25.10.2001 | 00:00

LH Pröll und Präsident Schuster diskutierten über EU-Erweiterung

Klares Bekenntnis zu Partnerschaft und Zusammenarbeit

„Damit das europäische Projekt ein Zukunftsprojekt wird, braucht es den Dialog auf breitester Ebene und die Bereitschaft, sich mit diesem Thema auseinander zu setzen.“ Landeshauptmann Dr. Erwin Pröll ließ gestern Abend beim Europasymposium „Zukunft Europa: Niederösterreich und die Slowakei – Perspektiven einer guten Nachbarschaft“ im ORF Landesstudio Niederösterreich in St.Pölten keinen Zweifel daran, wie wichtig die EU-Erweiterung ist und welche Bedeutung im Hinblick auf die Erweiterung eine funktionierende Partnerschaft und Zusammenarbeit mit dem Beitrittskandidaten Slowakei für Niederösterreich hat. Das bekräftigte auch der Präsident der Slowakischen Republik, Dipl.Ing. Rudolf Schuster, der aus Anlass seines gestrigen Aufenthaltes in Österreich ins Landhaus nach St.Pölten gekommen war und nach einem Gespräch mit Landeshauptmann Pröll am Symposium teilnahm. Die Slowakei unternehme derzeit große Anstrengungen auf ihrem Weg zurück nach Europa. Schuster hofft dabei auf die Unterstützung Österreichs und insbesondere Niederösterreichs, ein Land, mit dem ihn auch persönlich viel verbinde.

Für den Landeshauptmann ist es in der derzeit sensiblen Phase der Erweiterungsdiskussion und der sensiblen Stimmung in der Bevölkerung besonders wichtig, sich intensiv mit den Anliegen und Bedürfnissen der Menschen zu diesem Thema auseinander zu setzen. „Der beste Weg, Vorurteile abzubauen, sind deshalb die Begegnung und der persönliche Dialog mit den Menschen.“ Ziel müssen eine tragfähige Achse zwischen Wien und Bratislava und damit auch mit Niederösterreich sein. Ganz entscheidend bei der Erweiterung sei auch, die Chancen und Risken richtig einzuschätzen. Pröll ist davon überzeugt, dass dabei die Chancen überwiegen.

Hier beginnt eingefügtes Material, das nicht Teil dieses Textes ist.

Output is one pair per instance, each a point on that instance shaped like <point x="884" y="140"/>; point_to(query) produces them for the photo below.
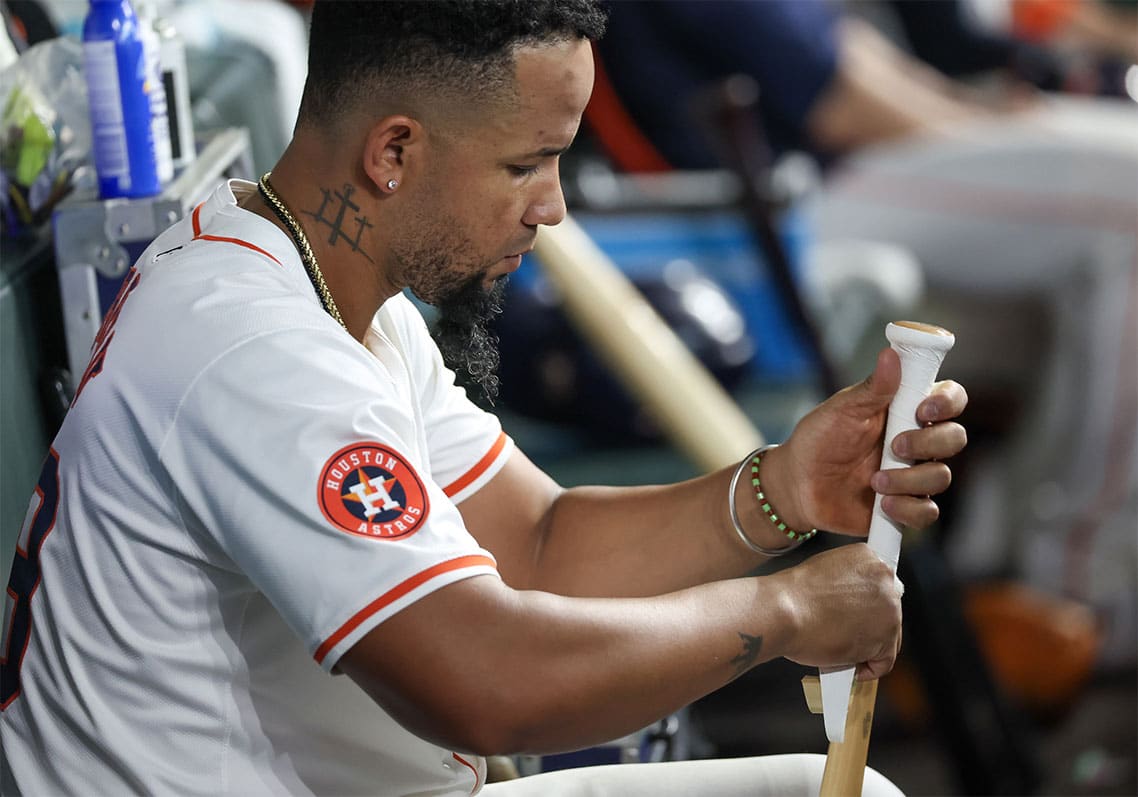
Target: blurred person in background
<point x="1020" y="206"/>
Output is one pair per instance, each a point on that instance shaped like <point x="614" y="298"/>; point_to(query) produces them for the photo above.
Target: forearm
<point x="644" y="541"/>
<point x="536" y="672"/>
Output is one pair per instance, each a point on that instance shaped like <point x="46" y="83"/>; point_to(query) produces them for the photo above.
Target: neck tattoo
<point x="315" y="276"/>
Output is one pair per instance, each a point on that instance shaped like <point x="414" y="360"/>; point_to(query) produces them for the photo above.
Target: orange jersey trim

Schuster sieht in Österreich einen wichtigen Dolmetscher für den EU-Beitritt der Slowakei, von dem beide Länder zusätzlich profitieren werden. Schon jetzt sei Österreich der drittgrößte Investor in der Slowakischen Republik. Zudem ist Schuster überzeugt, dass die Arbeitslosigkeit in seinem Land weiter sinken werde und politische Stabilität auch in Zukunft gewährleistet sein wird. Damit seien auch Einwanderungsängste unbegründet. Weniger Freude hat Schuster mit Übergangsfristen, obwohl er durchaus Verständnis dafür aufbringt. Im Hinblick auf die Wahlen im kommenden Jahr in der Slowakei und auf den noch nicht feststehenden Termin eines Beitrittes – Schuster hofft auf das Jahr 2004 – sei es noch zu früh, über konkrete Übergangsfristen zu reden. Landeshauptmann Pröll hält es sehr wohl für legitim, eine 7-jährige Übergangsfrist festzuschreiben, jedoch mit der Option, diese zu verkürzen. Die Situation im jeweiligen Land müsse deshalb laufend überprüft werden.

Ein klares Bekenntnis gab es auch zur Bekämpfung des Terrors. Angesichts der Ereignisse vom 11. September müsse die europäische Erweiterung in einem neuen Licht gesehen werden, betonte Pröll. „Umso enger Europa zusammenrückt, umso mehr Chancen hat es im Kampf gegen den Terrorismus.“ Schuster hofft zudem auf Unterstützung durch die EU bei der Sicherung der slowakischen Außengrenzen.

Die rund eineinhalbstündige von der NÖ Landesakademie veranstaltete Diskussion wurde auch vom ORF aufgezeichnet. Am morgigen Nationalfeiertag wird in der Sendung „Niederösterreich heute“ ein umfangreicher Beitrag dazu gezeigt.